Zabawa w wojnę polsko-bolszewicką

Szum wokół Marszu Niepodległości pokazuje, że Polacy lubią być papugą narodów i własnych przodków.

Duża część mediów żyje 11 listopada, a konkretnie Marszem Niepodległości, organizowanym w Warszawie. Środowiska lewicowe zapowiadają blokadę legalnej manifestacji. Wszystko to wtórne, teatralne. I w gruncie rzeczy jałowe.

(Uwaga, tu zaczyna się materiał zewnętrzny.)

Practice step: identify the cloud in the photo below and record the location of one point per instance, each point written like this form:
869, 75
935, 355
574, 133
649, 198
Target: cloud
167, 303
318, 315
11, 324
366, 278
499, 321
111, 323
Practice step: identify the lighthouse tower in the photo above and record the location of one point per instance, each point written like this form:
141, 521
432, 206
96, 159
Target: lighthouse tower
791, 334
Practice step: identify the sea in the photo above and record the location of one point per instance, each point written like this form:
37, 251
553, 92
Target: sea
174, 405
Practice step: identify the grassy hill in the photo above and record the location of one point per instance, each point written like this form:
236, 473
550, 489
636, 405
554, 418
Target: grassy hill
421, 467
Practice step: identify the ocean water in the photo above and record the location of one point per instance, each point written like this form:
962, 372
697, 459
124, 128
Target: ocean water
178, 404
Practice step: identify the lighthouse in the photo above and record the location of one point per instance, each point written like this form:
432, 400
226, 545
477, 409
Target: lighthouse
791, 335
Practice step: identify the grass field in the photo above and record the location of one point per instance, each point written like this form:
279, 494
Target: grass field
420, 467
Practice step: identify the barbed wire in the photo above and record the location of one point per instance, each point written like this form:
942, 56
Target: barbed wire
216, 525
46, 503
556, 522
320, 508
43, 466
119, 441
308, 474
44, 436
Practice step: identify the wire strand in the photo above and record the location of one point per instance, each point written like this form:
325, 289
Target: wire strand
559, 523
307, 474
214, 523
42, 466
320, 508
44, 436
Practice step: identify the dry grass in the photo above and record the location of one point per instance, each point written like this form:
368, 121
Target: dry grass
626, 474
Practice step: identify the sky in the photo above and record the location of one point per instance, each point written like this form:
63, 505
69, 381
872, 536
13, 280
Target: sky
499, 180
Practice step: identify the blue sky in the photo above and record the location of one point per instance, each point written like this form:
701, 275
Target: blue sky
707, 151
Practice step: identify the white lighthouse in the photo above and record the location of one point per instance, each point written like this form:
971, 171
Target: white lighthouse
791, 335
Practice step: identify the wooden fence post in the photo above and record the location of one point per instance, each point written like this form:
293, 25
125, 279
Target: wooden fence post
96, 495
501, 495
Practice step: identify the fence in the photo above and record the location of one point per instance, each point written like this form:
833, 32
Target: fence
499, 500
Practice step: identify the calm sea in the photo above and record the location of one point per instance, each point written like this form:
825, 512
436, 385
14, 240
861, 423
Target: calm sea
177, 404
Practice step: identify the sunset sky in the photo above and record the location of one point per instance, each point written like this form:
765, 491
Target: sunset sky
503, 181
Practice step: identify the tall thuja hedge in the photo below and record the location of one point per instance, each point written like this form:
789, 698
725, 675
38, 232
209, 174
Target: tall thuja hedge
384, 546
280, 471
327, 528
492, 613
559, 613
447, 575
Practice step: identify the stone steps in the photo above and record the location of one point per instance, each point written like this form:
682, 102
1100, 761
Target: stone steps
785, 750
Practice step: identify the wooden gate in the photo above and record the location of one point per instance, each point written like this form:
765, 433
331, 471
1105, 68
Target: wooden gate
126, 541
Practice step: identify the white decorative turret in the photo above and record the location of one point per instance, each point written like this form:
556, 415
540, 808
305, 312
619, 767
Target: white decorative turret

Marsz Niepodległości, organizowany przez Młodzież Wszechpolską i Obóz Narodowo-Radykalny, zgromadzi pewną liczbę prawicowych organizacji i osób publicznych kojarzonych z szeroko rozumianą prawicą. Lewica zgrupowana w Porozumieniu 11 Listopada chce manifestować przede wszystkim przeciwko jednemu z organizatorów, którym jest ONR. W tym roku krytykę odpuściła już Młodzieży Wszechpolskiej, choć jeszcze do niedawna stawiała obie grupy w jednym szeregu, określając oba stowarzyszenia bzdurnym mianem faszystów.

Można powiedzieć, że poniekąd poszła po rozum do głowy, bowiem MW już od pewnego czasu dba o to, by nie przyciągać do swych szeregów ludzi o poglądach nieakceptowalnych. Obserwując jej działania, szczególnie po blamażu LPR w wyborach parlamentarnych w 2007 roku, można odnieść wrażenie, że Wszechpolacy odrzucili polityczny antykwaryzm, starając się czerpać od swych endeckich ojców ideowych to, co dziś możliwe jest do zrealizowania oraz przykładać sposób myślenia Romana Dmowskiego do dzisiejszych realiów. Doszła do tego na drodze dwudziestoletniej ewolucji, którą rozpoczęła reaktywując się po kilkudziesięciu latach komunizmu.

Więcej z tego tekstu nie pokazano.